WHITEHORSE - Yukon is already meeting the wait times for services in four of the eight areas identified earlier this week by Provincial/Territorial Ministers of Health who have been working together to create benchmarks for the provision of medical and screening services since the First Ministers meeting in September 2004.
The benchmarks were released in Toronto by Ontario Health Minister George Smitherman on behalf of the provinces and territories.
"Only four of the eight procedures announced earlier today are performed in the territory," Yukon Health Minister Brad Cathers said. "I am very pleased to say that our current wait times for these procedures are well within these new established benchmarks."
The provinces and territories identified eight areas where they will initially work to reduce wait times for services. These services include radiation therapy to cancer patients, hip fracture fixation, hip replacement, knee replacements, cataract surgery for high risk patients, cardiac bypass surgery, breast cancer screening for women aged 50 to 69; and cervical cancer screening for women aged 18 to 69 every three years after two normal tests.
Only knee replacements, cataract surgery, mammography and cervical screening take place in the Yukon.

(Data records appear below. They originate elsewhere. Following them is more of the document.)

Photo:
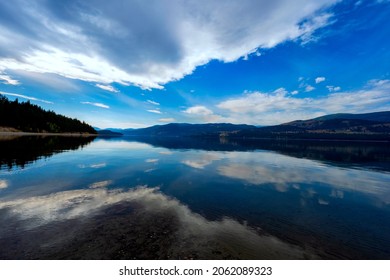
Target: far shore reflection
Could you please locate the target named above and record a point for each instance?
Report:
(126, 198)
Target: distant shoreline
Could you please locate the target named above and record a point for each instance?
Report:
(9, 133)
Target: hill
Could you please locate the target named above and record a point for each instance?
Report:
(185, 129)
(372, 126)
(28, 117)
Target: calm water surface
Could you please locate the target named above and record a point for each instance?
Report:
(84, 198)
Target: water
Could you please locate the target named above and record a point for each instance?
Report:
(121, 198)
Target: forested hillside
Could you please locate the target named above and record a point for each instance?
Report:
(28, 117)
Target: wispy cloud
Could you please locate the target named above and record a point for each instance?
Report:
(154, 111)
(3, 184)
(275, 108)
(309, 88)
(25, 97)
(320, 80)
(103, 42)
(101, 105)
(167, 120)
(153, 102)
(100, 184)
(333, 88)
(107, 87)
(8, 80)
(198, 110)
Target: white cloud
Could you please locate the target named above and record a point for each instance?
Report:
(198, 110)
(3, 184)
(309, 88)
(167, 120)
(152, 160)
(105, 42)
(333, 88)
(203, 114)
(154, 111)
(25, 97)
(153, 102)
(107, 87)
(320, 80)
(8, 80)
(100, 184)
(270, 108)
(101, 105)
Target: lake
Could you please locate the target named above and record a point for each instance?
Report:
(182, 198)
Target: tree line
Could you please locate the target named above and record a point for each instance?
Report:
(29, 117)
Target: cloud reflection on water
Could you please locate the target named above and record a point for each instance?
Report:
(287, 172)
(194, 233)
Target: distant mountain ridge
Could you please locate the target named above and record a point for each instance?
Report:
(185, 129)
(375, 126)
(27, 117)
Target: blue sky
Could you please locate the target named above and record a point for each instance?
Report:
(131, 64)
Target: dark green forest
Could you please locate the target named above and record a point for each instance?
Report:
(28, 117)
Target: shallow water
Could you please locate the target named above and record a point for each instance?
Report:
(63, 198)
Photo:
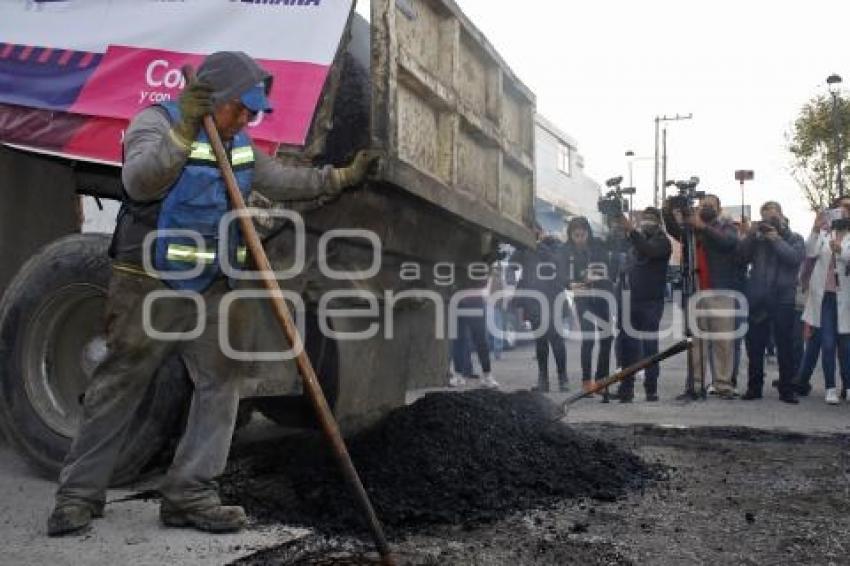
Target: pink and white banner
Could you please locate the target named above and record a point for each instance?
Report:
(102, 61)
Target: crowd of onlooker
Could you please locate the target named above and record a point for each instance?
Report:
(755, 285)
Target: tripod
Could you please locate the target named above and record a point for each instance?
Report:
(689, 286)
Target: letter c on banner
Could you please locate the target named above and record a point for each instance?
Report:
(151, 69)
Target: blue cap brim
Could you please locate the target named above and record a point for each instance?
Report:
(255, 99)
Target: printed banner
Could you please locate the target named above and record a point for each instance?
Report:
(102, 61)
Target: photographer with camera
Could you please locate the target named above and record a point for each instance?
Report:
(715, 268)
(774, 254)
(644, 281)
(590, 268)
(827, 310)
(544, 270)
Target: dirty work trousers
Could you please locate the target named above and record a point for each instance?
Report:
(119, 384)
(722, 329)
(644, 317)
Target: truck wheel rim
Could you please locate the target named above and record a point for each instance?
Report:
(62, 345)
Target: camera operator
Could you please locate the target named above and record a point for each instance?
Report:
(827, 310)
(774, 254)
(544, 270)
(716, 269)
(644, 283)
(590, 267)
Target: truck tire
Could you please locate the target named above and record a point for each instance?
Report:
(51, 320)
(297, 411)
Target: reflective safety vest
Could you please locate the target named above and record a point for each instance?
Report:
(196, 203)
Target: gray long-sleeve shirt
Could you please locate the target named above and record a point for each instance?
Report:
(154, 158)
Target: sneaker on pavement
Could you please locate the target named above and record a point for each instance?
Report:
(68, 519)
(213, 519)
(457, 381)
(489, 382)
(789, 398)
(832, 396)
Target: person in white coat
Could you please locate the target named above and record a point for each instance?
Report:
(827, 309)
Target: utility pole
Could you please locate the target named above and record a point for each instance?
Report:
(658, 120)
(664, 165)
(834, 83)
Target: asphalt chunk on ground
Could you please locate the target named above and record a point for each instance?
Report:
(449, 458)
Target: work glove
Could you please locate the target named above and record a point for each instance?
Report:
(356, 172)
(195, 103)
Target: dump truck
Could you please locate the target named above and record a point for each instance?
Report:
(420, 83)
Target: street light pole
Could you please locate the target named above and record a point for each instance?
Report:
(834, 82)
(658, 120)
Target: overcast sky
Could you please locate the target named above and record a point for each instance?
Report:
(603, 69)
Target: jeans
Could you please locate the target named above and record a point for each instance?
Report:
(827, 340)
(559, 351)
(645, 316)
(474, 327)
(595, 333)
(496, 343)
(778, 320)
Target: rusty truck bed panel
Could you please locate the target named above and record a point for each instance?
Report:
(456, 122)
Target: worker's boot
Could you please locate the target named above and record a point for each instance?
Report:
(215, 518)
(69, 518)
(562, 382)
(542, 381)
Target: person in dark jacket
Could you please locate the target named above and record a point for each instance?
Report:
(716, 269)
(544, 271)
(774, 253)
(644, 282)
(591, 268)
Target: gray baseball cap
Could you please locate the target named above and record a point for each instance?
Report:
(232, 74)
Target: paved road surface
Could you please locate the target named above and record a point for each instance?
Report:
(130, 535)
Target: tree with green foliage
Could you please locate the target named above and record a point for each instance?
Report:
(814, 152)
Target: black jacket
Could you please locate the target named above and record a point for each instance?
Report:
(720, 239)
(581, 261)
(775, 265)
(646, 265)
(550, 279)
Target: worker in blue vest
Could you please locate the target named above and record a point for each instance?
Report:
(167, 239)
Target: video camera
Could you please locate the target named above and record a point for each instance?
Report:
(687, 197)
(612, 204)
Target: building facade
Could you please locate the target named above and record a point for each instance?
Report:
(562, 189)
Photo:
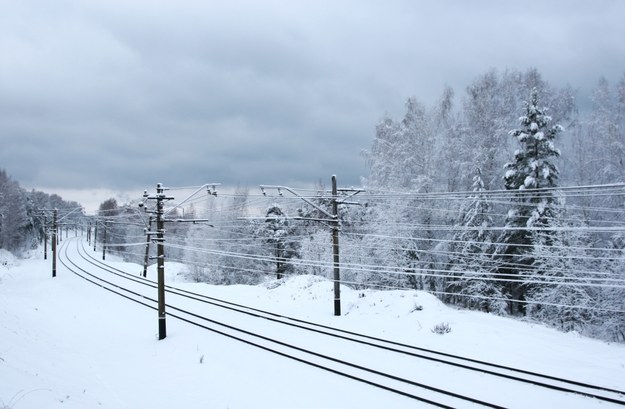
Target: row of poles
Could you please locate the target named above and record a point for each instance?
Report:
(158, 237)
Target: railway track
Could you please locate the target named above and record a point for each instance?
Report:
(307, 342)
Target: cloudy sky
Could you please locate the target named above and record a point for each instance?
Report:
(101, 96)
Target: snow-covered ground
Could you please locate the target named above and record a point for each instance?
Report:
(65, 343)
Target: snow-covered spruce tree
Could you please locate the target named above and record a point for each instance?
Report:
(531, 176)
(277, 232)
(562, 295)
(472, 264)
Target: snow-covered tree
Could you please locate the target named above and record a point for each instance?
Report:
(561, 295)
(531, 176)
(276, 232)
(401, 154)
(472, 251)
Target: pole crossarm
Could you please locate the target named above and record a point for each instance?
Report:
(294, 193)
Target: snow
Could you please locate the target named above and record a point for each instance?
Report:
(65, 343)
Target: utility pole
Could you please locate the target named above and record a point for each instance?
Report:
(335, 249)
(160, 260)
(333, 220)
(160, 198)
(54, 234)
(104, 241)
(45, 237)
(147, 247)
(95, 233)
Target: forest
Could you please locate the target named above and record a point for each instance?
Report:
(507, 198)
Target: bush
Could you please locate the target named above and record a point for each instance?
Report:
(442, 328)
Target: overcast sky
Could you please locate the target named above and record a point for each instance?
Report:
(116, 95)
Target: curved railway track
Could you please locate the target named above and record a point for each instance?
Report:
(196, 313)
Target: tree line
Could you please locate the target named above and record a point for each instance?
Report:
(23, 214)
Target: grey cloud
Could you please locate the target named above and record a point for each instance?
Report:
(119, 95)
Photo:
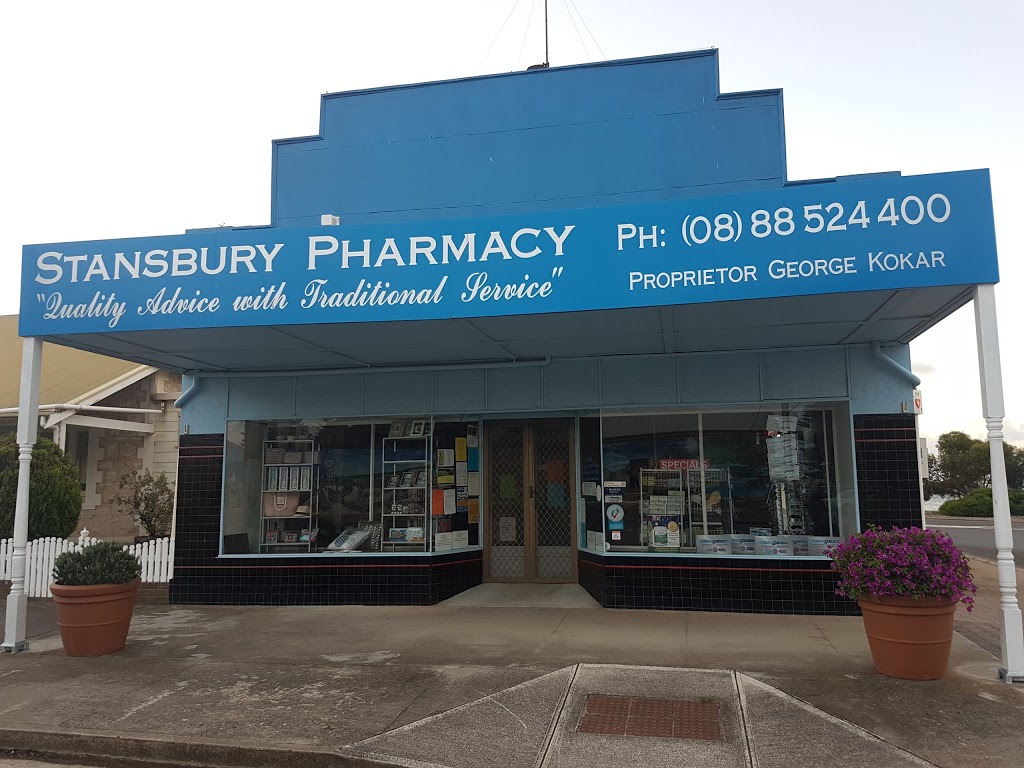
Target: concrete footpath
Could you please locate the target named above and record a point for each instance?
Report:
(553, 681)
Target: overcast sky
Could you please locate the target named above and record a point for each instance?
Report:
(124, 119)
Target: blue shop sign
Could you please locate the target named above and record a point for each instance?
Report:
(872, 233)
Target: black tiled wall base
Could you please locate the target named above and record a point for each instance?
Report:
(643, 582)
(714, 585)
(888, 473)
(203, 578)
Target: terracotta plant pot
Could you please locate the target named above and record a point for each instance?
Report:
(94, 620)
(909, 639)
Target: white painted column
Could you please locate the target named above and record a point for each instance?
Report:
(28, 426)
(993, 411)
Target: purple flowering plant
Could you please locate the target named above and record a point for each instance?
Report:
(902, 562)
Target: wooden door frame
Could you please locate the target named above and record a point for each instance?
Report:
(529, 509)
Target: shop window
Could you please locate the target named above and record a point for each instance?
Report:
(326, 487)
(744, 482)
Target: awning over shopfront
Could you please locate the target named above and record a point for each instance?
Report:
(872, 259)
(885, 316)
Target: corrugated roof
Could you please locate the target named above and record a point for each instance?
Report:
(68, 376)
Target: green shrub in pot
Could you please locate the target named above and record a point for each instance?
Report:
(105, 562)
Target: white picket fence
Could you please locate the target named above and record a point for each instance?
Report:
(157, 558)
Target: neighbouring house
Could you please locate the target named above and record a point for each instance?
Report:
(113, 417)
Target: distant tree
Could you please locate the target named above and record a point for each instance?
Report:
(963, 465)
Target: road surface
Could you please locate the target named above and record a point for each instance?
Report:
(976, 537)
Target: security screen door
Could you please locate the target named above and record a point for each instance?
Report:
(530, 502)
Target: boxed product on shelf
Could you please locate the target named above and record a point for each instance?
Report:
(281, 505)
(714, 545)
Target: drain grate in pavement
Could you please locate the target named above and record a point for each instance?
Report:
(665, 718)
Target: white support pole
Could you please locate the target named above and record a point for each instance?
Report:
(992, 408)
(28, 425)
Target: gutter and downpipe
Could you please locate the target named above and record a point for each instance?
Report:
(908, 375)
(197, 375)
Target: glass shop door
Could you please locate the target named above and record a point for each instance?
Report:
(529, 475)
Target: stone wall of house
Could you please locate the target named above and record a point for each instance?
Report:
(119, 453)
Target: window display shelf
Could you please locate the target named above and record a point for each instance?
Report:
(289, 478)
(406, 481)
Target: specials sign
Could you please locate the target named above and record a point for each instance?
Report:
(873, 233)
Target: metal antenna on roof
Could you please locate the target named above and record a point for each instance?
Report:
(547, 58)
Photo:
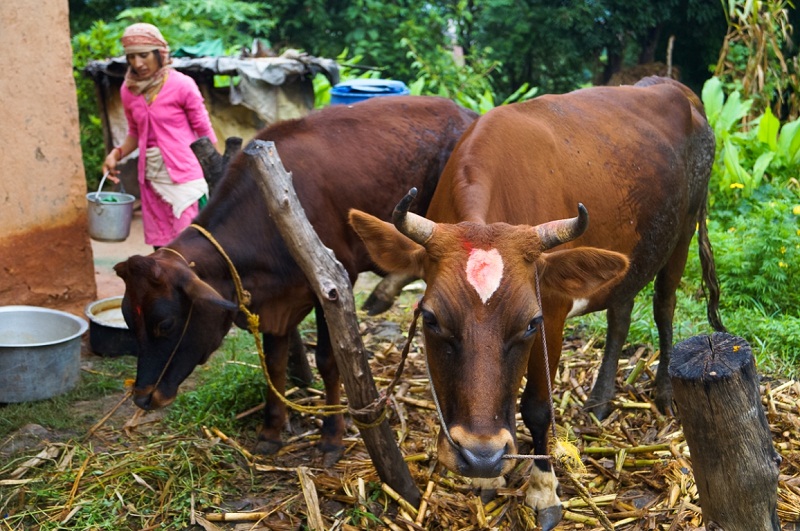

"Simple knee replacements are currently done in the Yukon, at eight per year. Early in the New Year, we will be adding the capacity to perform an additional four surgeries, while the national benchmark has been set at 26 weeks, in the Yukon, it is usually 16 to 20 weeks between the time the individual is referred to surgery until surgery takes place," Cathers said. He cited the example of a patient seeing the specialist in April and being slated for surgery in September.
The benchmark for cataract surgery has been set at 16 weeks for patients who are at high risk. Currently the visiting opthamologist is in the Yukon every three months. A patient found to need surgery during one visit will usually be scheduled for surgery during the next visit, which is generally a 12- or 13-week wait.
Wait times for screening mammography is not considered to be an issue in the Yukon, with patients able to access mammography usually within six weeks of calling for a screening appointment. Similarly, cervical screening for women is considered good health care practice by Yukon physicians and is an insured service in the Yukon.
All the other services identified by the provinces and territories as priorities for wait time reductions are not performed in the Yukon.
"We expect Yukon will continue to benefit from its relationships with B.C. and Alberta and that our residents will continue to receive timely access to the medical care they require. Any benefits realized in those two provinces through wait time reductions will also improve services to Yukoners," Cathers added.